The flight has a new skipper, Fit. Lt. Steen. He joined us originally from the same formation in which I received my first instruction in flying a Stuka. He gets accustomed to my sticking close behind him like a shadow on a sortie and keeping only a few yards distance even when diving. His marksmanship is excellent—if he misses the bridge it is a certainty I hit it. The flight aircraft following us can then drop their bombs on the A.A. guns and other targets. He is delighted when the squadron at once give him their opinion of his pet lambs, among which I am included. He makes no bones about it when one day they ask him: “Is Rudel O.K. yet?” When he replies: “He is the best man I have in the flight” there are no more questions. He recognizes my keenness, but on the other hand he gives me only a short lease of life because I am “crazy.” The term is used half in jest; it is the appreciation of one airman by another. He knows that I generally dive to too low a level in order to make sure of hitting the target and not to waste ammunition.

“That is bound to land you in trouble in the long run,” is his opinion. By and large he may be right, if it were not that at this, time I am having a run of luck. But one gains experience with every fresh sortie. I owe a lot to Steen and count myself fortunate to be flying with him.

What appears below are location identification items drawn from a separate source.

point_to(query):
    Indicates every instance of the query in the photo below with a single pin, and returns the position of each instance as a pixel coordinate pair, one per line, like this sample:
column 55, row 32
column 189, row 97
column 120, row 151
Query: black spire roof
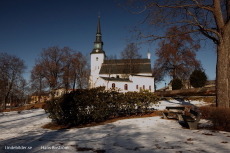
column 98, row 44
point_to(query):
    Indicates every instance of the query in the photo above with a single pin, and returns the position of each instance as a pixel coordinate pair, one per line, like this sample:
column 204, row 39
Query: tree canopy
column 205, row 18
column 176, row 56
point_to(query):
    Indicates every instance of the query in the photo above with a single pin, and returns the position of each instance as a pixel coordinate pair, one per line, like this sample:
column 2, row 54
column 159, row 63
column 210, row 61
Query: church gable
column 122, row 66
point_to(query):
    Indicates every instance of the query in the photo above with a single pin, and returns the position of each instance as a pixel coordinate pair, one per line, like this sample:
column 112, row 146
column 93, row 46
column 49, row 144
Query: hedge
column 96, row 105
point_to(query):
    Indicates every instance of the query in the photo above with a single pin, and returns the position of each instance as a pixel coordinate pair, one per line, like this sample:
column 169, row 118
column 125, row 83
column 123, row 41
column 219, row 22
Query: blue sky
column 27, row 26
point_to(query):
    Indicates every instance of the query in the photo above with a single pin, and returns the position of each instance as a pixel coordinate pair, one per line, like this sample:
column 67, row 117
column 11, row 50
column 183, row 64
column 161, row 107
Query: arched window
column 113, row 85
column 126, row 87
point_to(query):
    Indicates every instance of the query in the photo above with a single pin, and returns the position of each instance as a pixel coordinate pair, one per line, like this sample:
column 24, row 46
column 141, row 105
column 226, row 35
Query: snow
column 23, row 133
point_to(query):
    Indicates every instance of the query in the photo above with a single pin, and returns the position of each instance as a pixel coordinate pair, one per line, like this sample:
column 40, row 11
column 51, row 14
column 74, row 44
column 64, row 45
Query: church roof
column 118, row 66
column 116, row 79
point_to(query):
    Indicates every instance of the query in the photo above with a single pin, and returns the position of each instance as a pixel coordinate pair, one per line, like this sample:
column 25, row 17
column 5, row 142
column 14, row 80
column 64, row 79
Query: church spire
column 98, row 44
column 98, row 34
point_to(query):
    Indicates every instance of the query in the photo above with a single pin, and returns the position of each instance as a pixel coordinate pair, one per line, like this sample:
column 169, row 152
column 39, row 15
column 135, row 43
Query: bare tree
column 11, row 70
column 60, row 68
column 67, row 61
column 51, row 65
column 37, row 78
column 130, row 57
column 208, row 18
column 177, row 55
column 80, row 70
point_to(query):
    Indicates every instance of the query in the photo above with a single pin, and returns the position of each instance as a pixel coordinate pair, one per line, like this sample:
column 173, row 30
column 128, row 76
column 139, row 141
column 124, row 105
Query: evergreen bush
column 96, row 105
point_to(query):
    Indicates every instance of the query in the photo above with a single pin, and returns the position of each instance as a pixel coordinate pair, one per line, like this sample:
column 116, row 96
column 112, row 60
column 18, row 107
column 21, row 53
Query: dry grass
column 53, row 126
column 28, row 107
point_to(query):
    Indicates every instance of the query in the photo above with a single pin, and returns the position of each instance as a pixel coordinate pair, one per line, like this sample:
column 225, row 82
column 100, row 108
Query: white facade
column 117, row 79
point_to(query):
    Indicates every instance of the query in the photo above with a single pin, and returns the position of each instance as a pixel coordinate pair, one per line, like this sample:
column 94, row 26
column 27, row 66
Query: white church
column 112, row 74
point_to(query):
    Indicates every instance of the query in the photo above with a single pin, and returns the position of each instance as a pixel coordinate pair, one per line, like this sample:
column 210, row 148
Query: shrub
column 96, row 105
column 206, row 112
column 176, row 84
column 198, row 78
column 221, row 118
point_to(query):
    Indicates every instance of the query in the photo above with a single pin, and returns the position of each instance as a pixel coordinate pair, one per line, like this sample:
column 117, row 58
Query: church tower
column 97, row 56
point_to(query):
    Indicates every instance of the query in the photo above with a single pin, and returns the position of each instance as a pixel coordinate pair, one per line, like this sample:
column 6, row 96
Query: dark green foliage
column 176, row 84
column 96, row 105
column 198, row 78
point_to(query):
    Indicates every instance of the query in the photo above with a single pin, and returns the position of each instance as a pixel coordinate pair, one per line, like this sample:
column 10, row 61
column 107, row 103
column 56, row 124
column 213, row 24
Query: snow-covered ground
column 23, row 133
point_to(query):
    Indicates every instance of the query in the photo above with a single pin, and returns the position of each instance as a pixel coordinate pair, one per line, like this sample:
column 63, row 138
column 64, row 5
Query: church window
column 126, row 87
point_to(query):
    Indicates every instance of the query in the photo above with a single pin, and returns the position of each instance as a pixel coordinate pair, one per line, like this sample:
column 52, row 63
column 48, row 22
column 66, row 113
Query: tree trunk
column 223, row 70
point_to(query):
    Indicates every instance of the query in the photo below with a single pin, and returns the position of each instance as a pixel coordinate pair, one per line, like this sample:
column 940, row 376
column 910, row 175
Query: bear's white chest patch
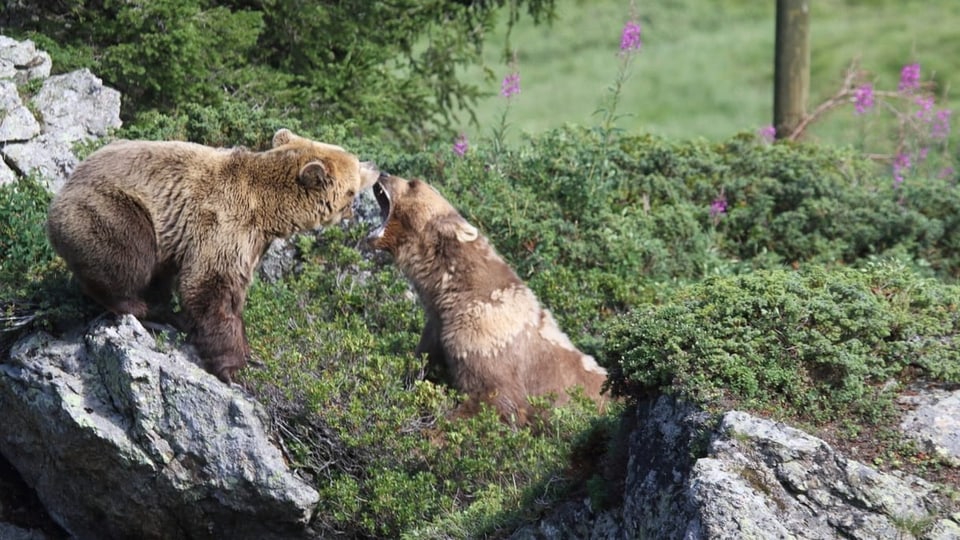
column 486, row 326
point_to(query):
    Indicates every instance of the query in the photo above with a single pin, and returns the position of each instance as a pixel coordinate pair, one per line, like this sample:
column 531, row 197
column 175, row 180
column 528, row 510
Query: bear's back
column 136, row 164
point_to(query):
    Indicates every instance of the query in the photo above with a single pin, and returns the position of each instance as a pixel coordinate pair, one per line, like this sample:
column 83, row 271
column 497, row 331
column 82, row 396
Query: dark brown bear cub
column 483, row 324
column 138, row 218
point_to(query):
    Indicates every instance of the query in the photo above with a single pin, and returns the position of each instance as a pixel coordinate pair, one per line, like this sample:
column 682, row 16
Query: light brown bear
column 483, row 324
column 137, row 218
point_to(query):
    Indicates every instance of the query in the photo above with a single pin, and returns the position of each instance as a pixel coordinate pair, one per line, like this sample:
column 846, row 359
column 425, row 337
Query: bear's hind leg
column 113, row 253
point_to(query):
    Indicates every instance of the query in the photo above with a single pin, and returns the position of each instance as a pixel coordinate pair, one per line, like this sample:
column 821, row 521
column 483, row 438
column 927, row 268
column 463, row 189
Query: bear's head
column 415, row 215
column 327, row 172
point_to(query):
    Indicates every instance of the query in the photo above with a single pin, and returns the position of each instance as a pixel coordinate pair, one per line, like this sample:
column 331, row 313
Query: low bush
column 815, row 344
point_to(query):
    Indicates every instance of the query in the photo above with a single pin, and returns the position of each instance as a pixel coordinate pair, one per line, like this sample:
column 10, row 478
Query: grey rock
column 768, row 480
column 48, row 157
column 16, row 121
column 21, row 61
column 77, row 106
column 752, row 479
column 122, row 438
column 934, row 422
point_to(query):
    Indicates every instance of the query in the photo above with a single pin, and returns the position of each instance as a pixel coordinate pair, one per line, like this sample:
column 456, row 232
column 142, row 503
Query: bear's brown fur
column 483, row 324
column 137, row 218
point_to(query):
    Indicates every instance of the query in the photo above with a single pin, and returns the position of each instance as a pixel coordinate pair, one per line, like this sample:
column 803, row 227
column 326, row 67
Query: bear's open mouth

In these first few weeks, however, it looks very much as if he is likely to be proved right in his predictions.

In low level attacks on a road along which the Russians are advancing, damage by enemy flak compels one of our aircraft to make a forced landing. Our comrade’s aircraft comes down in a little clearing surrounded on three sides by scrub and Russians. The crew take cover behind their machine. I can see the Russian M.G. bursts spattering up the sand. Unless my colleagues are picked up they are lost. But the Reds are right among them. What the heck! I must bring it off. I lower my landing flaps and already I am gliding down to land. I can spot the Ivans’ light grey uniforms among the bushes.
Whang!
A burst of M.G. fire hits my engine. There seems no sense in landing with a crippled aircraft; if I do we shall not be able to take off again. My comrades are done for. Their waving hands are the last I see of them. The engine conks like mad, but picks up and is running just sufficiently for me to pull out on the other side over a copse. The oil has plastered the window of my cockpit and I expect a piston seizure at any moment. If that happens my engine will stop for good. The Reds are below me; they throw themselves on the ground in front of my kite while some of them shoot at it. The flight has climbed to nearly a thousand feet and is out of range of the tornado of small arms fire. My engine just holds out till I reach our front line; there I land. Then I hurry back to base in an army lorry. Here Officer Cadet Bauer has just arrived. I know him from my time with the reserve flight at Graz. He later distinguishes himself and is to be one of the few of us who survive this campaign. But this day on which he joins us is an unlucky one. I damage the right wing plane of my aircraft because when taxiing in I am blinded by the thick swirl of dust and collide with another aircraft. That means I must change my wing plane, but there is not one on the airfield. They tell me that a damaged aircraft is still standing on our last runway at Ulla, but it still has a sound right wing plane.